Kiel rudert zurück: breitner stützt umstrittenen rebbe trotz abstiegskampf
Statt Kopf jagen, setzt der KSV Holstein auf Olaf Rebbe. Trotz Tabellen-Vorletzung und drohendem Doppelabstieg stellt Aufsichtsratschef Andreas Breitner den umstrittenen Geschäftsführer offiziell unter Schutz – und schickt damit ein Signal in Kabine, Fans und Liga.
„Kein sündenbock“ – breitner verteidigt rebbe schon am zweiten amtsag
Der neue Kontrollgremium-Chef, seit 1. Juli 2025 im Amt, hatte kaum Zeit, sich einzuarbeiten. Da musste er schon Farbe bekennen: „Wir suchen keine Schuldigen, sondern Lösungen“, sagt Breitner den Kieler Nachrichten. Rebbe sei „ein ganz wichtiges Rad im Getriebe“. Intern habe ihm niemand die Kompetenz streitig gemacht.
Die Aussage klingt wie ein Seitenhieb auf jene Medienberichte, die zuletzt Marcel Rapps Rauswurf Ende Februar als Fehlentscheidung werteten. Seit dem Trainerwechsel holten die Störche nur einen Zähler aus drei Partien. Der Rückstand auf den sicheren Tabellenplatz wächst, die Uhr tickt.

Zeitplan eng: nur noch acht spiele bis zur entscheidung
Am Sonntag geht’s nach Bochum. Der Absteiger steht auf Rang neun, Kiel auf 17. Ein Sieg würde die Lücke auf drei Punkte verkürzen – bei einem Spiel weniger. „Mit einem Hauch mehr Spielglück werden wir auch wieder gewinnen“, prophezeit Breitner. Doch der Satz hat einen Beigeschmack: Glück war zuletzt kaum messbar, eher mangelnde Chancenverwertung und individuelle Patzer.
Tim Walter verspricht zwar ballbesitzorientieren Fußball, doch die Punkte bleiben aus. Die Mannschaft wirkt ideenreich, aber lethargisch im Strafraum. Genau dort wird sich zeigen, ob der Coachwechel langfristig fruchtet oder als Panikreaktion in die Geschichte eingeht.

Machtwort mit hintergrund: breitner will richtung vorgeben
Der ehemalige schleswig-holsteinische Innenminister ist kein Mann für Halbmaße. Sein öffentlicher Rückhalt für Rebbe verhindert interne Grabenkämpfe – zumindest kurzfristig. Gleichzeitig erhöht er den Druck: „Jetzt müssen alleliefern.“ Wer nicht liefert, fliegt – möglicherweise auch der Geschäftsführer, sollte der Klassenerhalt trotzdem scheitern.

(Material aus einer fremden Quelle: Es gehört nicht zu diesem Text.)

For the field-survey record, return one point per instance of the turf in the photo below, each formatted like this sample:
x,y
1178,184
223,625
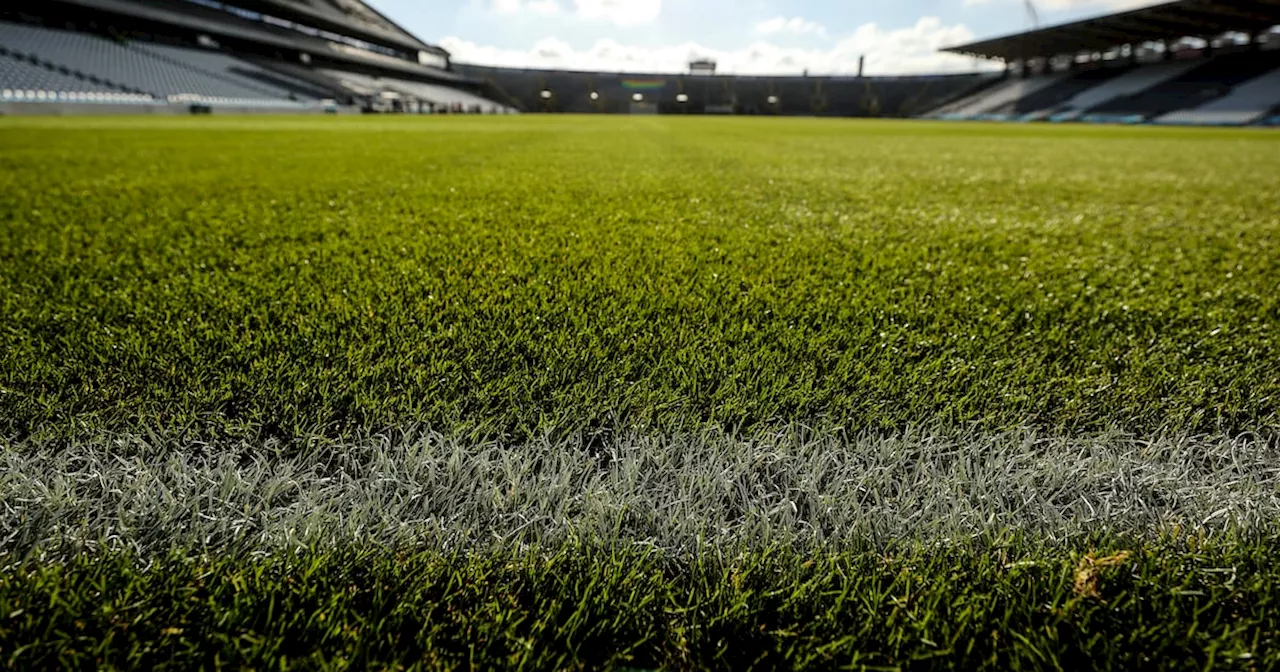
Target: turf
x,y
507,277
556,392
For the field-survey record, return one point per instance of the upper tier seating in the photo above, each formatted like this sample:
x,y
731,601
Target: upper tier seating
x,y
1208,81
1247,103
1129,82
990,100
150,69
1041,103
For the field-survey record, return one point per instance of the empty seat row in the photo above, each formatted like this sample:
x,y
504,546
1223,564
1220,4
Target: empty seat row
x,y
154,69
19,74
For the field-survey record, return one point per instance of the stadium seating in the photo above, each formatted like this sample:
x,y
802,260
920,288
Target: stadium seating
x,y
987,103
1130,82
1211,80
22,80
1246,104
234,71
140,69
1042,103
439,96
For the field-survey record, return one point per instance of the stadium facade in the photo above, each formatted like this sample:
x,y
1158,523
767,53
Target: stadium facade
x,y
1187,62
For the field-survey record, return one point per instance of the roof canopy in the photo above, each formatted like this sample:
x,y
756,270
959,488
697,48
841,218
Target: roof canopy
x,y
1170,21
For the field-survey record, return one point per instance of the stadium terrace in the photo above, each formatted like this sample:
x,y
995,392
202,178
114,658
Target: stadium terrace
x,y
1188,62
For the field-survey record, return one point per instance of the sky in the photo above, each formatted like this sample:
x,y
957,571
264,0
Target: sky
x,y
743,36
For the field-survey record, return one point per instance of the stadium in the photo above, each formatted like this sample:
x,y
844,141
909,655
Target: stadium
x,y
1180,63
328,348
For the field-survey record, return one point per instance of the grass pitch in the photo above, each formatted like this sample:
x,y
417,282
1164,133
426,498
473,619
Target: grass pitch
x,y
556,373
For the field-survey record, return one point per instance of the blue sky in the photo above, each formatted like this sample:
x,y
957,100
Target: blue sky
x,y
744,36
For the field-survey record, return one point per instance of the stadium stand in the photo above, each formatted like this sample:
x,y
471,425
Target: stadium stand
x,y
727,94
173,76
27,80
323,55
1246,104
1045,101
1128,83
269,55
1136,72
1214,78
1004,95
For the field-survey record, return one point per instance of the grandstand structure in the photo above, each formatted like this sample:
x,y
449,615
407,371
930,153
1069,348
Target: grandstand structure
x,y
63,56
1183,62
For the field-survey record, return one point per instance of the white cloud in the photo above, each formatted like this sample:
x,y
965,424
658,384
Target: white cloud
x,y
792,26
516,7
888,51
1064,5
620,12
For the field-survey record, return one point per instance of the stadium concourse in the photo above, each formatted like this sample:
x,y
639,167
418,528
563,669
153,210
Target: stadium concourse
x,y
1187,62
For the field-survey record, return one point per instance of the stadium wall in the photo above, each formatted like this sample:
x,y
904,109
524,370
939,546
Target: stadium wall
x,y
585,92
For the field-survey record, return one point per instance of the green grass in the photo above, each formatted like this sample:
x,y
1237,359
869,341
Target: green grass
x,y
506,277
1200,607
556,392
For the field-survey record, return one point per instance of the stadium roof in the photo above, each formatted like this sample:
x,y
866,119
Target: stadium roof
x,y
1169,21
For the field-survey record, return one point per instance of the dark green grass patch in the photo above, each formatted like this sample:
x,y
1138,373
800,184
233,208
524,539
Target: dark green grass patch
x,y
1182,606
516,275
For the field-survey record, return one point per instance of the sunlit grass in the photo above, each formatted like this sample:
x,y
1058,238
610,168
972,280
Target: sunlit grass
x,y
577,392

Die KSV-Fans sind gespalten. Die einen fordern Geduld, weil der Kader trotz Bundesliga-Abstieg jung und veränderbar wirkt. Die anderen wittern nach dem Pokal-Aus und der desolaten Liga-Bilanz den nächsten Tiefpunkt. Das nächste Wochenende wird zeigen, ob Breitners Kalkül aufgeht oder die Revoluzzer doch das Wort ergreifen.